突然思いついて、突然新しい企画を始めました。
中身はぜんぜん決まっておらず、「方向性」という名前の旗が立っているだけです。
さっそく準備室も設置しました。
上記の「はじめに」にある招待リンクから誰でも参加できます。
最終的な出口すらまだ未定の段階ですが、今年以降はこういうコラボ系の企画を増やせていけたらなと思案中です。
〜〜〜スイーツ〜〜〜
最近、自分用の知的生産ツールをいくつか作っています。
で、一つの夢として、それらのツールでデータを行き来させることを目指しています。
現状のツールでは、他のツールにデータを読み込ませる場合、いったんデータをエクスポートした上で、それを別ツールにインポートすることが必要です。これはこれで手間なのですが、それ以上に、別ツールで編集したデータをもとのツールに反映させるためにさらにエクスポート→インポートの手順が必要になり、「そんなこといちいちやってられんよ」と諦めがちです。
これが変えられれば、デジタル知的生産の工程はもっとシームレスというかスムーズに進むのではないかと思うわけです。

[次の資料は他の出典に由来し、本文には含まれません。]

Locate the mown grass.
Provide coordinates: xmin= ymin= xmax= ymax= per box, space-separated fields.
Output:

たとえば、7wrinerで連続入力した走り書きメモのうち、重要なものをtextLineに飛ばし、textLineで特定のハッシュタグがついているものをBarrettIdeaという付箋ツールで平面的に配置する。で、そこで書き換えなどが行われたら、textLineのカードの中身も切り替わる──こういうことができたら素敵だろうな、と思います。
今の所は、7つのライン、1つのカードライン、平面の付箋の三種類のツールしかありませんが、少し変わったエディタだとか、階層構造とか、そうしたいろいろな形態(UI)で情報を扱え、さらにそれぞれがデータ的に連携しているものができたら、立派な知的生産suiteができあがるでしょう。

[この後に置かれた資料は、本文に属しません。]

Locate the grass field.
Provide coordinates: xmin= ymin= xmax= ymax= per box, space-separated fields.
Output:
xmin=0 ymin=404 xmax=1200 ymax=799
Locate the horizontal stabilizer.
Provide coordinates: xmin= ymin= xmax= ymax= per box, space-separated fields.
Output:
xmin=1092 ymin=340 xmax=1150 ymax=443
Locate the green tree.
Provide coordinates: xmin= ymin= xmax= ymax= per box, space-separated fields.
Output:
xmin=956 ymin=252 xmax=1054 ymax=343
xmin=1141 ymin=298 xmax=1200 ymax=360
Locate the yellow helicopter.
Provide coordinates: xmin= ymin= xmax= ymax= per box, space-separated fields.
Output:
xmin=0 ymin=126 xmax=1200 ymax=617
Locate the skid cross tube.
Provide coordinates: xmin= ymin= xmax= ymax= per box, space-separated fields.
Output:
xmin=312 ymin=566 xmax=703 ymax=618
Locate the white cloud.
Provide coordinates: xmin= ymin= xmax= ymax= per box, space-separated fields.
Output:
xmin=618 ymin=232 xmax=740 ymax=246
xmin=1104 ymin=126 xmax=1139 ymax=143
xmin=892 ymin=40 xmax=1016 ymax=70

そうした環境を作るためには、まず共通的に扱えるデータ構造(形式)を決める必要があるかと思うのですが、データベースを扱った経験がないので、いっそjson形式でいいかなと考える今日この頃です。
〜〜〜兵糧マネジメント〜〜〜
人の可能性は無限大ですし、下手な鉄砲でも数打てばあたります。
しかし、人の寿命は限られていますし、弾にも限りはあります。新しく買うのにもお金がかかります。
その点で、「下手な鉄砲も数打ちゃ当たる」はある種のバクチです。安全策なんかではぜんぜんありません。リスクは小さいように見えますし、実際そのとおりなのですが、ノンリスクではありません。下手な鉄砲を打ち続けている間にも時間は過ぎていきます。

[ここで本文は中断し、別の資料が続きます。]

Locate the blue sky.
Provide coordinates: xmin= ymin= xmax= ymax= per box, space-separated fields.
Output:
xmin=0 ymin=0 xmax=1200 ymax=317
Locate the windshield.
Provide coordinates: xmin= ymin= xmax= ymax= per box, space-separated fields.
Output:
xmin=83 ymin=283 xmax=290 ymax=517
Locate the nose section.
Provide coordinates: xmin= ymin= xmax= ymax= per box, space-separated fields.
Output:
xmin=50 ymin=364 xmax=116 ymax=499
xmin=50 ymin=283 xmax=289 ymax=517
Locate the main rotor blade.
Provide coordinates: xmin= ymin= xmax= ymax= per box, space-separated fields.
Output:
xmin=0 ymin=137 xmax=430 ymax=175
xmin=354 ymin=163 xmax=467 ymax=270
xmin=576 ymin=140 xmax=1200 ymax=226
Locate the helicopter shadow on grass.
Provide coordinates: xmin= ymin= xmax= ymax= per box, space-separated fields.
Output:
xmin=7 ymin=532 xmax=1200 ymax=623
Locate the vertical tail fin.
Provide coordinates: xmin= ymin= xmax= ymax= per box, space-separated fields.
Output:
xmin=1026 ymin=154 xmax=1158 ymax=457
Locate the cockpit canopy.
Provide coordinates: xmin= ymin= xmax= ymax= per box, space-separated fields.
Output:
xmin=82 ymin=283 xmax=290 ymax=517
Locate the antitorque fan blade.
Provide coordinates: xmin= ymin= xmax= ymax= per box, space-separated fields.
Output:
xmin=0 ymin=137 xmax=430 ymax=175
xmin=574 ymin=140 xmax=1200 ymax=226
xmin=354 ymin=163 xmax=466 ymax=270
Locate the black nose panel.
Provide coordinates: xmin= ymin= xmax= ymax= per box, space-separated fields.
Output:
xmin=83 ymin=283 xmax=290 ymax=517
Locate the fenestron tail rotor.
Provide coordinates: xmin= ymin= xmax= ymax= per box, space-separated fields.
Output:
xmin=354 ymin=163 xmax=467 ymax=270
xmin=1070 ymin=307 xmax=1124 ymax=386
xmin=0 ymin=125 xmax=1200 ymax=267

下手な鉄砲を撃つにしても、少なくとも、どちらの方角を狙うかくらいは考えておいた方がよいでしょう。そして、どのくらい打ち続けられるのかも考えた方が賢明です。
〜〜〜別に几帳面なわけではない〜〜〜
よくメモ魔という言い方をしますし、物書きをやっている人間は98.9%(推測)がメモを積極的にとるかとは思いますが、それは一般的にイメージされるような「几帳面だから」という理由ではないかと思います。まず第一に私が几帳面ではありませんからね。
メモを日常的に書く人は、メモを書くことが習慣になっているだけでなく、それをしないと落ち着かないのではないでしょうか。喫煙者が、食後に煙草を吸わずにいられないような、そんな中毒的な行為なのではないか、という気がします。
そのように考えれば、メモを取ることは別段「立派」なことではなく、そういう習慣が身に付かないことも特に嘆き悲しむようなことではない、となります。
言い換えれば、物書きみたいな人たちはちょっと変なのです。普通(平均)からは少しズレているのです。
もちろん、それを理解した上で、「自分もそうなりたい」と決めるのはそれぞれの選択です。それくらいの心持ちの方が、あまり自分のメンタルを痛めつけずに済むかもしれません。
〜〜〜教育に組み込んだとしても〜〜〜
『アウトラインから書く小説再入門』という本に、「自分はアウトラインがあまり好きではなかった」と著者が書いていて、その原因が学校教育だとされていました。
これを読んで、深く「ほぉ〜」と思いました。
私はアウトライン的な、つまりパラグラフを主とし、それを組み替えていくような作文手法を学校で教えれば、社会人になってもっと楽に情報が扱えるようになるのではないかと漠然と考えていましたが、そんなに簡単な話ではないようです。
そもそも思い返してみると、私も義務教育時代は読書感想文が嫌で嫌で仕方ありませんでした。人生の中でブログを書く経験をしなければ、ずっとそのまま嫌悪感を引きずっていた可能性もあります。
そう考えると、「何を教えるのか」だけでなく、「どう教えるのか」まできちんと考える必要があるのでしょう。
もちろん、現場の先生はしっかりそうしたことを考えていらっしゃると思いますが、外から適当に考えてしまうと「カリキュラムに入れればいいじゃん」なんてあたかも簡単な問題のように捉えてしまいがちです。
この辺は、重々注意したいところです。
〜〜〜Q〜〜〜
さて、今週のQ(キュー)です。正解のない単なる問いかけなので頭のストレッチがわりにでも考えてみてください。
Q. 「あなたは幸せですか?」
では、メルマガ本編をスタートしましょう。
今週も「考える」コンテンツをお楽しみくださいませ。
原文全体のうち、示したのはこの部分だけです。